Il lui reste, en effet, 410 milliards d’euros qui pourraient être rapidement mobilisés pour faire face à la pandémie. La mise en place de « corona bonds » prendrait plus de temps car, comme tout nouvel instrument, il faudrait tout d’abord en définir les contours.
Mais l’idée d’avoir recours au MES répugne des pays comme l’Espagne ou l’Italie, car l’emprunteur peut se voir imposer des réformes structurelles afin de mettre ses finances en ordre en contrepartie de l’avance des fonds.
Plus de fédéralisme
L’Allemagne et les pays d’Europe du Nord craignent, en outre, que les « corona bonds » changent la nature même de la zone euro. « À partir du moment où on parle de mutualiser la dette, on entre dans une perspective plus fédéraliste de la zone euro, ce qui aurait des conséquences profondes sur le fonctionnement des institutions », explique Christophe Blot.

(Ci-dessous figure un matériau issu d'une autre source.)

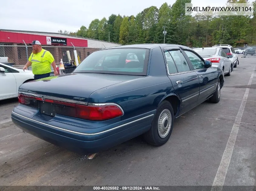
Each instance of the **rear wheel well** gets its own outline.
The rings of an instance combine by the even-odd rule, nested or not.
[[[219,77],[219,79],[220,79],[220,81],[221,81],[221,88],[224,84],[224,79],[223,76],[222,75],[220,75]]]
[[[175,116],[177,114],[177,112],[179,110],[180,104],[180,101],[178,97],[175,95],[170,96],[166,97],[164,100],[168,101],[171,104],[173,109],[174,115]]]

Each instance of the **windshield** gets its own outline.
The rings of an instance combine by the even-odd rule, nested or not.
[[[149,50],[140,48],[116,48],[91,54],[73,72],[145,75]]]
[[[213,55],[216,54],[217,49],[200,49],[193,50],[199,55]]]

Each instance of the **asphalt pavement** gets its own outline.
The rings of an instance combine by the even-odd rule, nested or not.
[[[0,185],[255,185],[256,58],[239,60],[219,102],[175,119],[166,144],[139,137],[91,160],[23,132],[10,120],[17,100],[0,101]]]

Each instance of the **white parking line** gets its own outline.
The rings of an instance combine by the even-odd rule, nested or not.
[[[252,72],[247,86],[247,87],[249,88],[246,88],[246,90],[244,95],[243,100],[241,103],[241,105],[240,106],[240,108],[239,108],[239,110],[236,117],[235,122],[234,123],[233,127],[231,130],[231,132],[229,135],[229,138],[228,141],[226,148],[223,154],[221,163],[218,169],[218,171],[217,171],[215,178],[214,179],[214,181],[211,188],[211,191],[221,190],[222,186],[224,185],[225,179],[228,171],[228,168],[230,162],[238,129],[239,129],[239,126],[241,122],[241,119],[242,118],[244,110],[244,107],[246,103],[246,100],[250,90],[249,87],[251,84],[255,67],[256,66],[254,66],[253,68]]]

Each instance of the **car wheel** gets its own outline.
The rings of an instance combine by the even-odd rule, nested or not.
[[[230,65],[230,68],[229,68],[229,71],[228,72],[228,73],[227,74],[227,75],[228,76],[230,76],[231,75],[231,71],[232,70],[232,65]]]
[[[234,68],[236,68],[237,66],[237,61],[236,61],[236,64],[234,65]]]
[[[167,101],[164,101],[158,107],[150,129],[144,135],[145,141],[157,146],[166,143],[172,131],[174,119],[171,104]]]
[[[220,101],[221,98],[221,81],[220,79],[218,82],[218,85],[216,88],[216,91],[213,95],[210,98],[210,101],[213,103],[218,103]]]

En effet, les pays pourraient difficilement utiliser des fonds obtenus grâce à l’émission de « corona bonds » sans que les autres États de la zone euro, qui seraient tenus de rembourser en cas de défaut de paiement, aient un droit de regard sur la manière dont l’argent est dépensé. En d’autres termes, la mise en place de « corona bonds » ferait basculer la zone euro dans une nouvelle dimension où la politique budgétaire d’un pays serait un peu plus l’affaire de tous. « On critique beaucoup l’Allemagne pour son manque de solidarité dans cette affaire, mais il faut aussi se demander quel pays aurait envie que Berlin devienne une sorte d’arbitre de ses choix budgétaires », souligne Christophe Blot.

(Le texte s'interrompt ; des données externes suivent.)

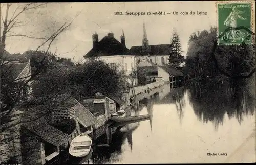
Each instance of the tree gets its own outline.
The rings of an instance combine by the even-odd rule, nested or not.
[[[181,44],[180,37],[176,31],[174,31],[172,38],[169,48],[170,56],[169,64],[174,67],[178,67],[184,62],[184,58],[181,55]]]
[[[217,33],[217,28],[211,27],[209,31],[191,35],[186,60],[186,70],[190,78],[217,78],[223,75],[232,77],[248,75],[251,71],[248,67],[250,60],[253,58],[252,46],[242,44],[214,48]]]
[[[49,67],[53,65],[50,64],[52,61],[49,59],[56,56],[56,53],[49,53],[50,48],[53,42],[57,39],[57,37],[70,26],[74,20],[66,20],[62,22],[57,21],[52,22],[53,26],[54,26],[54,28],[52,28],[52,29],[54,29],[54,30],[50,29],[51,28],[49,28],[49,27],[44,29],[43,31],[46,35],[42,37],[36,36],[36,34],[28,35],[20,33],[18,29],[22,26],[26,26],[28,22],[33,20],[37,14],[30,14],[35,11],[40,11],[41,9],[46,7],[46,4],[29,3],[1,3],[1,4],[2,21],[0,22],[2,31],[0,37],[0,121],[1,122],[0,124],[0,135],[1,135],[0,138],[0,146],[1,146],[0,163],[1,163],[8,159],[13,159],[13,158],[18,160],[19,163],[22,163],[19,158],[21,156],[20,153],[14,151],[16,150],[14,147],[15,142],[18,143],[18,140],[20,139],[20,134],[19,133],[19,129],[17,129],[17,128],[20,128],[21,121],[16,120],[15,119],[17,117],[15,115],[17,115],[17,114],[15,114],[15,112],[17,109],[22,109],[26,111],[28,110],[29,108],[36,106],[36,110],[33,112],[36,112],[36,113],[40,114],[35,117],[38,119],[44,116],[49,115],[53,111],[57,109],[58,106],[69,97],[67,96],[62,98],[62,100],[57,103],[55,101],[57,100],[57,96],[63,92],[62,89],[64,87],[68,86],[68,84],[65,84],[65,85],[63,85],[63,84],[61,84],[63,87],[60,90],[58,90],[59,88],[50,88],[49,89],[48,88],[48,87],[45,86],[44,88],[41,88],[41,89],[44,89],[41,90],[41,92],[43,92],[44,94],[42,96],[47,96],[47,97],[42,97],[42,95],[32,96],[31,93],[26,92],[28,87],[31,86],[35,77],[40,74],[46,74],[47,73],[49,74],[49,72],[51,72],[49,70]],[[13,8],[11,9],[12,7]],[[3,13],[5,13],[5,14]],[[22,15],[26,15],[25,17],[27,19],[21,18],[20,16]],[[40,23],[40,25],[42,27],[44,22]],[[39,56],[41,57],[41,58],[36,60],[32,60],[35,64],[35,65],[36,65],[36,69],[32,73],[20,77],[14,76],[14,72],[15,72],[16,65],[13,63],[11,60],[5,60],[6,41],[6,39],[9,37],[10,38],[18,37],[21,38],[22,42],[23,37],[35,40],[38,39],[41,41],[41,44],[36,48],[35,51],[31,52],[31,53],[33,53],[32,54],[39,53]],[[39,49],[42,48],[45,49],[45,51],[38,52]],[[55,70],[55,71],[56,71],[55,74],[57,75],[59,73],[57,72],[58,70]],[[52,76],[51,77],[48,75],[48,76],[45,77],[45,79],[38,81],[39,84],[43,84],[44,83],[42,83],[43,82],[51,81],[52,83],[59,84],[59,80],[52,82],[52,80],[47,79],[46,78],[52,78]],[[42,85],[42,86],[43,86]],[[52,90],[51,92],[50,92],[49,90]],[[13,117],[13,116],[15,116],[15,117]],[[18,114],[18,116],[20,116],[19,114]],[[35,120],[35,119],[33,120]],[[23,121],[23,122],[29,122],[30,121],[31,121],[30,119],[28,119]],[[19,126],[17,127],[17,126]],[[11,133],[11,134],[15,135],[15,136],[12,135],[6,137],[5,135],[4,138],[2,138],[2,133],[6,133],[7,132]],[[10,145],[10,146],[9,146],[12,147],[6,149],[4,147],[4,149],[3,149],[2,147],[5,146],[6,145]]]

Et l’Allemagne n’a pas non plus envie d’endosser ce rôle de super-flic budgétaire européen qui lui incomberait probablement en cas de création de « corona bonds », puisque, par son poids économique, elle serait de facto le plus important contributeur à cet emprunt commun.
La crise sanitaire a donc créé une nouvelle fracture au sein de la zone euro qui a, un peu hâtivement, été résumée à une question de solidarité. En réalité, la démarcation se fait plutôt entre des pays, comme la France, qui veulent agir vite et fort, quitte à réfléchir aux conséquences après, et ceux qui, Allemagne en tête, préviennent que certaines décisions, comme les « corona bonds », risquent de provoquer des changements institutionnels et politiques profonds. En attendant, faute d’accord, la zone euro s’est donnée deux semaines pour réfléchir à la réponse à apporter à la crise. Un délai qui risque de laisser des traces face à un virus qui se propage à grande vitesse.